Derrière Varin et sa retraite scandaleuse, il y a des parasites pires encore !

Communiqué
27/11/2013

Devant le tollé suscité par l'annonce de sa retraite de 21 millions d'euros, le licencieur en chef de PSA Philippe Varin semble reculer, disant renoncer à toucher cette retraite « dans les dispositions actuelles ». Il n'y a de toute façon guère de souci à se faire sur les conditions dans lesquelles Varin passera ses vieux jours, vu qu'il a touché 6 000 euros par jour, samedi et dimanche compris, pendant toute la durée de son mandat chez PSA. Et il ne fait pas de doute que la famille Peugeot trouvera un moyen de récompenser grassement Varin pour services, à savoir : licencier 11 200 personnes dans le groupe et serrer la vis aux travailleurs par le biais d'un « accord de compétitivité » inique. Et qu'en sera-t-il des 50 autres millions d'euros provisionnés pour la seule retraite de cinq autres principaux dirigeants du groupe ? Varin s'est bien gardé d'en parler.

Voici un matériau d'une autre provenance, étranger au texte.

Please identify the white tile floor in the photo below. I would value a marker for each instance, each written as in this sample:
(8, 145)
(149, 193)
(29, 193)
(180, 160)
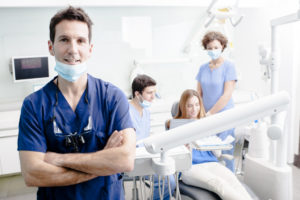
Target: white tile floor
(16, 190)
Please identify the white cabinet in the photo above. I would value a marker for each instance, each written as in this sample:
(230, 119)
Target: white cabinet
(9, 156)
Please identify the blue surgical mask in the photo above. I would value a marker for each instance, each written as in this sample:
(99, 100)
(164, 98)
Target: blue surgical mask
(214, 54)
(70, 72)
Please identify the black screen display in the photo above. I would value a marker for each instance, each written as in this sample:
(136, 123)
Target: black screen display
(31, 68)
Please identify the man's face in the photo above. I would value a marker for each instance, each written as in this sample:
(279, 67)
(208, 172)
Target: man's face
(71, 43)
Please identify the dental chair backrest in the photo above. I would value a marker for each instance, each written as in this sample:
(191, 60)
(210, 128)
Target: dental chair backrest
(175, 108)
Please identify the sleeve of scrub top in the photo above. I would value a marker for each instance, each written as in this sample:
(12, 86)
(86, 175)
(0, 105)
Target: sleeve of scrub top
(230, 74)
(31, 136)
(119, 110)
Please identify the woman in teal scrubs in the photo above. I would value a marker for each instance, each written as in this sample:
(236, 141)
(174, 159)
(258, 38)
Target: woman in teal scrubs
(216, 81)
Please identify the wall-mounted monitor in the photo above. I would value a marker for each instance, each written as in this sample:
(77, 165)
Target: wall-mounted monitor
(30, 68)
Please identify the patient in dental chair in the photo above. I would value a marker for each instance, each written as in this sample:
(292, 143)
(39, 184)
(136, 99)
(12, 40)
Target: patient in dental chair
(206, 172)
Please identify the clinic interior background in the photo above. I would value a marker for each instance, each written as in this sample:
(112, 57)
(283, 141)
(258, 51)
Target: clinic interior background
(165, 30)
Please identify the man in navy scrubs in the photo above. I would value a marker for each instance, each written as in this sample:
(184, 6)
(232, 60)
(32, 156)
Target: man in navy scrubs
(75, 134)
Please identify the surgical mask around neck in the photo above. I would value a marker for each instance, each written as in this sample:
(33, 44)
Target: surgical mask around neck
(70, 72)
(144, 103)
(214, 54)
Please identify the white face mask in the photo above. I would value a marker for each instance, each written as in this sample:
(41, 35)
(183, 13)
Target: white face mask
(214, 54)
(70, 72)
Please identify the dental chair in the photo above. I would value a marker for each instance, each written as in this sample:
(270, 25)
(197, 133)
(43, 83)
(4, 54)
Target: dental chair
(191, 192)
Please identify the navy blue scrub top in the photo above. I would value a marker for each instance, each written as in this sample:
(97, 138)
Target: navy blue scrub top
(108, 109)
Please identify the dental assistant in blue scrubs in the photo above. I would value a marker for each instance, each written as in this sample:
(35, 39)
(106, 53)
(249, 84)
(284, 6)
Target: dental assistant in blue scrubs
(216, 81)
(143, 93)
(75, 134)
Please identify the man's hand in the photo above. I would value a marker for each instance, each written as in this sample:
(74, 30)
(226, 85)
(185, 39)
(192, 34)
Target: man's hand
(53, 158)
(114, 140)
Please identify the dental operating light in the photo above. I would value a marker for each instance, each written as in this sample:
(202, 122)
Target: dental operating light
(217, 123)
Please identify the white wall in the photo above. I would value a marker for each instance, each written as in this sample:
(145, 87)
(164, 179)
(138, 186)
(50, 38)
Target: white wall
(24, 31)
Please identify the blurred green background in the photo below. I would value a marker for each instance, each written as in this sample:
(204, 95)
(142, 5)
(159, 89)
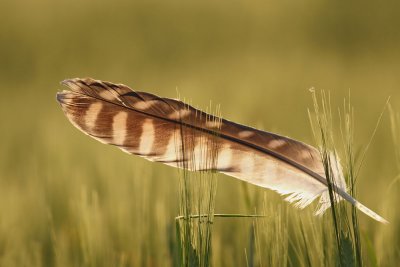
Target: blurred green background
(67, 200)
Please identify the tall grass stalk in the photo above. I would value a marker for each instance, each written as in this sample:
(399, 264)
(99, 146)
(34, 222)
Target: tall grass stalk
(346, 228)
(197, 193)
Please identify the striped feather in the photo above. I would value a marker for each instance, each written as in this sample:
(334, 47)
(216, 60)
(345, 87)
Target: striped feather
(174, 133)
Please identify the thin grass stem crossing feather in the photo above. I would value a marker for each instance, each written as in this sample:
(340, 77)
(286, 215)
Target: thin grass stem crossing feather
(159, 129)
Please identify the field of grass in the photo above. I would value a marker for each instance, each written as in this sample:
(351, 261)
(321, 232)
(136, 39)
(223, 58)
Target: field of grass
(67, 200)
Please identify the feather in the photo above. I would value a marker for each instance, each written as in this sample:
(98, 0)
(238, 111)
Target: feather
(162, 130)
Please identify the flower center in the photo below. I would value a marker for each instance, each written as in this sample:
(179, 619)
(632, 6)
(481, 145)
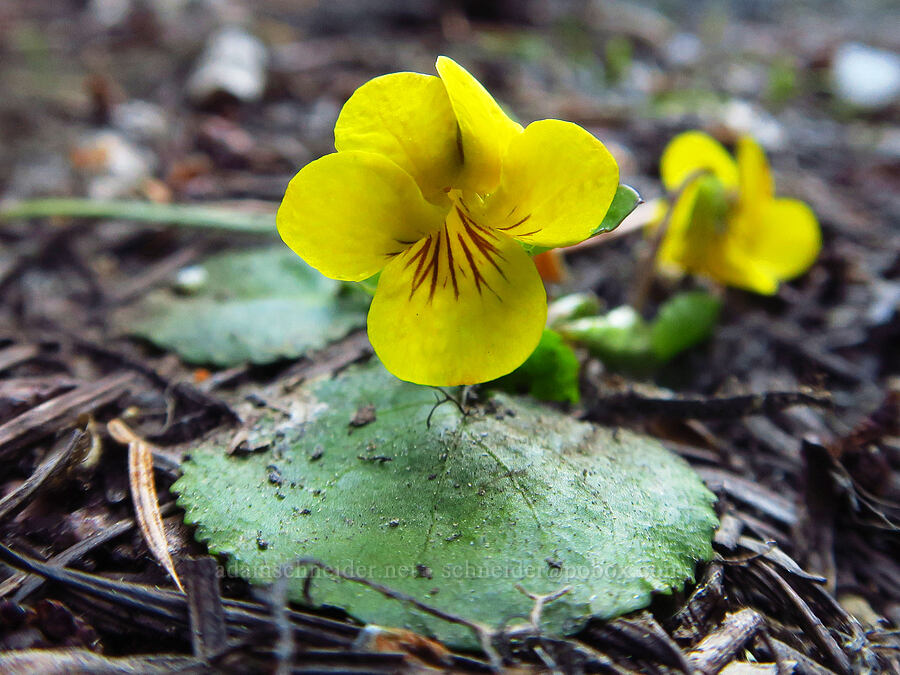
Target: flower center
(462, 252)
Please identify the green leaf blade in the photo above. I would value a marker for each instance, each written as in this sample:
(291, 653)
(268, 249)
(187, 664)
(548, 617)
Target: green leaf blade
(682, 322)
(455, 514)
(255, 306)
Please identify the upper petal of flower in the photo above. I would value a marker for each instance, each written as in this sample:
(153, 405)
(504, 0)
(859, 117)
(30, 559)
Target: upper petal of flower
(756, 184)
(695, 151)
(484, 129)
(348, 213)
(556, 185)
(464, 305)
(406, 117)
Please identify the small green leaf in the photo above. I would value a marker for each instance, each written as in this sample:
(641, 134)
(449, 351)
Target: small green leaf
(624, 202)
(456, 513)
(682, 322)
(621, 338)
(259, 306)
(549, 374)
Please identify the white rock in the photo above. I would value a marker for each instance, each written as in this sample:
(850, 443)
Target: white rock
(141, 120)
(683, 50)
(742, 117)
(234, 62)
(118, 167)
(864, 76)
(191, 279)
(110, 12)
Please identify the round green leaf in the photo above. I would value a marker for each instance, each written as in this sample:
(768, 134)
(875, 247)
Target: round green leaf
(259, 306)
(455, 514)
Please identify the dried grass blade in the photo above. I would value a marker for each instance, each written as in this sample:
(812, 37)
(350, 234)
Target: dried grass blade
(143, 494)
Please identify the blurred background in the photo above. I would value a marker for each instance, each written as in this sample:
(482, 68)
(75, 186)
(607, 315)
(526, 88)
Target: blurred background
(206, 101)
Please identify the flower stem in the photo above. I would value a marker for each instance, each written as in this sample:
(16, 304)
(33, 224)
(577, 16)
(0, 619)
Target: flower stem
(186, 215)
(646, 266)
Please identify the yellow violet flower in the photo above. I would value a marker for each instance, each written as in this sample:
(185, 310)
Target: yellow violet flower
(727, 223)
(434, 186)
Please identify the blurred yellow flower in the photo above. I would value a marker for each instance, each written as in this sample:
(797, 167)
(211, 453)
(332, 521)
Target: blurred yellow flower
(726, 223)
(435, 187)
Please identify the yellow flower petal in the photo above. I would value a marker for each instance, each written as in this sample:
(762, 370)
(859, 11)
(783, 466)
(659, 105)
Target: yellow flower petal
(700, 243)
(786, 239)
(695, 151)
(406, 117)
(465, 305)
(756, 185)
(348, 213)
(484, 129)
(556, 185)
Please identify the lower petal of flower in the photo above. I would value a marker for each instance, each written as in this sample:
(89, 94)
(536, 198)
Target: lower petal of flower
(464, 305)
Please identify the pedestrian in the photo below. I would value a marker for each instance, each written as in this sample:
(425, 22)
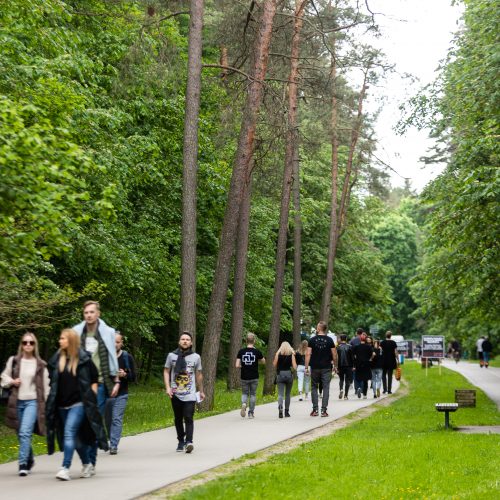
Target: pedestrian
(98, 339)
(377, 368)
(183, 377)
(390, 361)
(115, 408)
(362, 354)
(304, 381)
(487, 348)
(321, 359)
(479, 348)
(73, 417)
(346, 363)
(28, 379)
(284, 361)
(248, 360)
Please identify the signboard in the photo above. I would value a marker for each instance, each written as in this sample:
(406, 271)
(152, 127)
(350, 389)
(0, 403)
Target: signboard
(465, 397)
(432, 346)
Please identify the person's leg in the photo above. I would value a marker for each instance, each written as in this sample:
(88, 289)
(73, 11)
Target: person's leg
(389, 380)
(26, 416)
(72, 419)
(253, 393)
(115, 434)
(326, 377)
(178, 418)
(188, 414)
(315, 378)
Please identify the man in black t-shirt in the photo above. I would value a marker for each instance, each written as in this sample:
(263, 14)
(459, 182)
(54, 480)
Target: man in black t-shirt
(248, 360)
(322, 358)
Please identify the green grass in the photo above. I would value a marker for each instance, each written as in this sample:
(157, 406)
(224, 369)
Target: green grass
(401, 451)
(148, 409)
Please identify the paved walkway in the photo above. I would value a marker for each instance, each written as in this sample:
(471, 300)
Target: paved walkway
(148, 461)
(487, 379)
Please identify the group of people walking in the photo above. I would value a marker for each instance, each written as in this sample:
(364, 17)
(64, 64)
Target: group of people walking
(77, 399)
(315, 361)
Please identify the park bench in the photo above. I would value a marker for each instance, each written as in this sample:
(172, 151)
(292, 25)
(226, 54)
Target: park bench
(446, 408)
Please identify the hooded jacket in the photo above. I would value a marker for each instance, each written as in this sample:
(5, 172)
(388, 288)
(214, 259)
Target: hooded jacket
(92, 428)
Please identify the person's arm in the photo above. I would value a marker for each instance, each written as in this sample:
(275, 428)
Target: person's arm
(308, 358)
(199, 383)
(166, 379)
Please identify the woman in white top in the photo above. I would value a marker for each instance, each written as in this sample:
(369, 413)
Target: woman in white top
(27, 376)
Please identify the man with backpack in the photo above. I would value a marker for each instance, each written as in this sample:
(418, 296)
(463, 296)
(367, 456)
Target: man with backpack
(115, 407)
(346, 361)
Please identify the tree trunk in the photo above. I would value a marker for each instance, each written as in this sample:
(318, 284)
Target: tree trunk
(291, 141)
(246, 139)
(187, 321)
(240, 271)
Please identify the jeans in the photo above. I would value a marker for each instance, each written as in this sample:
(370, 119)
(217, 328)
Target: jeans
(320, 375)
(345, 378)
(248, 391)
(387, 379)
(102, 396)
(72, 419)
(115, 410)
(183, 414)
(376, 379)
(304, 379)
(285, 383)
(26, 416)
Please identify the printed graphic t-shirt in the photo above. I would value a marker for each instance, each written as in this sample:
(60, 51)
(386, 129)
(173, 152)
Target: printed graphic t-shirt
(321, 355)
(249, 357)
(184, 383)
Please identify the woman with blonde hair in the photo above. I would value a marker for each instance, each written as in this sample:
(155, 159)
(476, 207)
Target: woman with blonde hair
(73, 417)
(27, 377)
(284, 361)
(304, 379)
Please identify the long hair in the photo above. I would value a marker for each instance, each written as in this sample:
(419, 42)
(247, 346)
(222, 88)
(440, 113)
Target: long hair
(286, 349)
(303, 347)
(70, 354)
(36, 353)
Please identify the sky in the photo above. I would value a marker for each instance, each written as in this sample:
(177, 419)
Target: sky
(416, 36)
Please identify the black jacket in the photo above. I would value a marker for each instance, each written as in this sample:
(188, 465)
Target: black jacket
(92, 428)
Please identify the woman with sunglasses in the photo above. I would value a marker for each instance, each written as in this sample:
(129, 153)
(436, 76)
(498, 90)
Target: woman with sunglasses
(27, 376)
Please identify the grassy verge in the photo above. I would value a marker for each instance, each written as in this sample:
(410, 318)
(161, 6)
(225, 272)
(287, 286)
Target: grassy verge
(402, 451)
(148, 409)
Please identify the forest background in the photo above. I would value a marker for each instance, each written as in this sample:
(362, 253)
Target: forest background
(92, 121)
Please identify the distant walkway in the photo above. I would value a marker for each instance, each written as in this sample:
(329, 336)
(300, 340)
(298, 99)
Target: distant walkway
(148, 461)
(487, 379)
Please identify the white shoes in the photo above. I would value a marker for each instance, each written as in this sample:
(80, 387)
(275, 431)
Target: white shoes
(63, 474)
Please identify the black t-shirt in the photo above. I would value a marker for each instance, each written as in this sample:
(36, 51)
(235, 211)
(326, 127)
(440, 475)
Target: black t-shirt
(321, 355)
(249, 357)
(68, 390)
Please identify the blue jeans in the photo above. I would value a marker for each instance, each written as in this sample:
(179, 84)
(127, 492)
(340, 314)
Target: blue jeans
(116, 408)
(72, 419)
(102, 397)
(26, 416)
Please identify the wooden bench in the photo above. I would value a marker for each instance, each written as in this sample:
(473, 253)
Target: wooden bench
(446, 408)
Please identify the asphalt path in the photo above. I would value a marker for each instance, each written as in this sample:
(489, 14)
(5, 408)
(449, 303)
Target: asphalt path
(148, 461)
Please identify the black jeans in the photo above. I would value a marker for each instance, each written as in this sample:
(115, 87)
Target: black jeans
(183, 414)
(345, 375)
(387, 379)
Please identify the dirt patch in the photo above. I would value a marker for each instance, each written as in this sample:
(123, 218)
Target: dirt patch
(282, 447)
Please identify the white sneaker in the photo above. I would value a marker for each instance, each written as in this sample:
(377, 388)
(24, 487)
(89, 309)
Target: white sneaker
(63, 474)
(87, 470)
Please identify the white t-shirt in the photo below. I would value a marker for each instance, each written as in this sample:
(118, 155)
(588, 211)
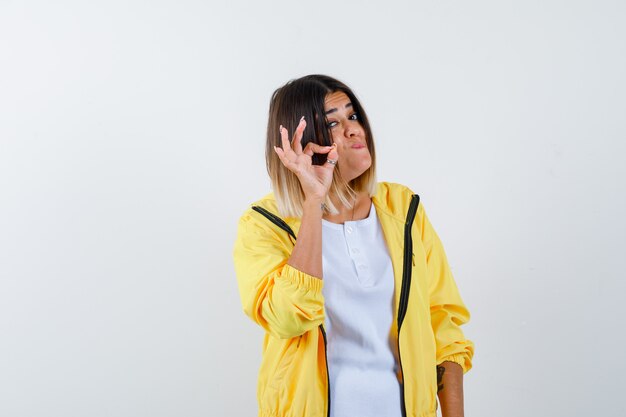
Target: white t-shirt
(358, 295)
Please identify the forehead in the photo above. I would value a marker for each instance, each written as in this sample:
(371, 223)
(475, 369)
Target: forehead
(336, 100)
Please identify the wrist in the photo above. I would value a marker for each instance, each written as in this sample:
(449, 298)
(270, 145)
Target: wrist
(313, 205)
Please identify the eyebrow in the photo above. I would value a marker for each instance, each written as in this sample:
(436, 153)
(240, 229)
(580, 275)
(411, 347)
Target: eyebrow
(334, 110)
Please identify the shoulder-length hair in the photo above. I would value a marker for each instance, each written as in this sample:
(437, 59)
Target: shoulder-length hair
(305, 97)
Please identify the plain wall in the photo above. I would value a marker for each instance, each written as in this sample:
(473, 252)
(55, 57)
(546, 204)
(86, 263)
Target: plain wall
(132, 139)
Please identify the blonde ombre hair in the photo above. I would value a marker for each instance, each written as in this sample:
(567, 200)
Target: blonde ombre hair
(305, 97)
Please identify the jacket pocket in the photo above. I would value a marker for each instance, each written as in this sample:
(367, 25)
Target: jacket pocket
(285, 362)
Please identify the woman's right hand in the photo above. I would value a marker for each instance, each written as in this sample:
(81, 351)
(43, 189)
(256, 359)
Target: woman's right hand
(315, 179)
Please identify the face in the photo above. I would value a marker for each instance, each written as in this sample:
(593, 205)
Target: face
(348, 134)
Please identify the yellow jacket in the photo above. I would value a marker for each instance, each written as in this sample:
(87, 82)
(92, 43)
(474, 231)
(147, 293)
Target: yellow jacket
(289, 305)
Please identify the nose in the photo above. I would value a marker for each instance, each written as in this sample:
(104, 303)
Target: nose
(352, 129)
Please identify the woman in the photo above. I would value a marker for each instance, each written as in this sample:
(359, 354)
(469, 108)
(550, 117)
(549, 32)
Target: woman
(347, 276)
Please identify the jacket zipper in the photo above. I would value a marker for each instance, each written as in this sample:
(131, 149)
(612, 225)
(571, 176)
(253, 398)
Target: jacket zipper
(406, 281)
(327, 373)
(404, 292)
(281, 223)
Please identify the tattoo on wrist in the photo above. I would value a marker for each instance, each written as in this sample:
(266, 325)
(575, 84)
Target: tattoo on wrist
(440, 371)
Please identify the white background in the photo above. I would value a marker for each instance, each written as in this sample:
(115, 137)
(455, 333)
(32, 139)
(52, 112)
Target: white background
(132, 138)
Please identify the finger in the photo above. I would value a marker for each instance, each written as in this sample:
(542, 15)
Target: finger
(284, 138)
(296, 142)
(333, 156)
(283, 158)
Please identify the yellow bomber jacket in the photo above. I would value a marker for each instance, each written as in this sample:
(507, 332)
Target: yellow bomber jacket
(289, 305)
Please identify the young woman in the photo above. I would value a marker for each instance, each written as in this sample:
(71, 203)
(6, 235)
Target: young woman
(346, 275)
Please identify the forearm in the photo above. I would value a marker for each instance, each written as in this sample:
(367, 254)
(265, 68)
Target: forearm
(307, 253)
(450, 390)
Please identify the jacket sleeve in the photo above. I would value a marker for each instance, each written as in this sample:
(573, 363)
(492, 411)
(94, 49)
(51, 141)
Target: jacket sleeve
(283, 300)
(447, 310)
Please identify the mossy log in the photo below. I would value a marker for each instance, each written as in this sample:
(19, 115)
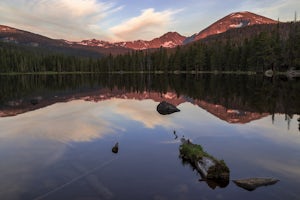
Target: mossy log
(165, 108)
(209, 167)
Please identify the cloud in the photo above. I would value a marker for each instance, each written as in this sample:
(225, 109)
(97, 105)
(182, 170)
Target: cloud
(147, 25)
(282, 9)
(74, 19)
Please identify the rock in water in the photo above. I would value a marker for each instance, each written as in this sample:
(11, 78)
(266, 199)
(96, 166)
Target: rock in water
(251, 184)
(165, 108)
(115, 149)
(215, 172)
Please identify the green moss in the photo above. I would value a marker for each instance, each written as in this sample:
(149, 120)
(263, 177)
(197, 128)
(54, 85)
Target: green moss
(193, 152)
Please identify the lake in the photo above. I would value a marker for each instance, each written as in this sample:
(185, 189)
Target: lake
(57, 133)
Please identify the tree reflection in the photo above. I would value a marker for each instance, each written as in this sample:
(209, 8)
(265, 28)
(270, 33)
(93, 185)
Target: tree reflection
(253, 93)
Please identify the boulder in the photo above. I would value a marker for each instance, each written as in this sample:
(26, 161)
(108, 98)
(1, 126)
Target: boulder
(115, 148)
(165, 108)
(251, 184)
(215, 172)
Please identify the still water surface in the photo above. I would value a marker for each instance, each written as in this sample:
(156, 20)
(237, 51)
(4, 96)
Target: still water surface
(59, 145)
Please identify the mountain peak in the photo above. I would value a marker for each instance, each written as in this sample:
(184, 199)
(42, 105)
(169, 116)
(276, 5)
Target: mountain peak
(233, 20)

Dans ce dossier, l'indignation hypocrite du gouvernement, Hollande en tête, est insupportable. Le gouvernement sait parfaitement que nombre de grands PDG se goinfrent de cette façon, en pleine crise, au moment même où la population travailleuse est frappée de tous les côtés. Il ne pousse des cris d'orfraie que parce que scandale a éclaté. Mais dès l'émotion retombée, il continuera de laisser faire. Les promesses du gouvernement de légiférer finiront, dans quelques jours, au fond d'une corbeille. Il n'y a que sur les attaques contre les plus pauvres que le gouvernement fait preuve de constance.

Oui, la retraite chapeau de Varin est révoltante. Mais elle ne doit pas être l'arbre qui cache la forêt : Varin n'est qu'un salarié de luxe de la famille Peugeot, un mercenaire surpayé pour effectuer le sale boulot. La famille Peugeot, comme toutes les grandes familles capitalistes, n'a pas besoin de « retraites chapeau » : ils sont multimilliardaires depuis des générations, grâce au vol du fruit du travail des centaines de milliers d'ouvriers. Et eux n'ont renoncé à rien.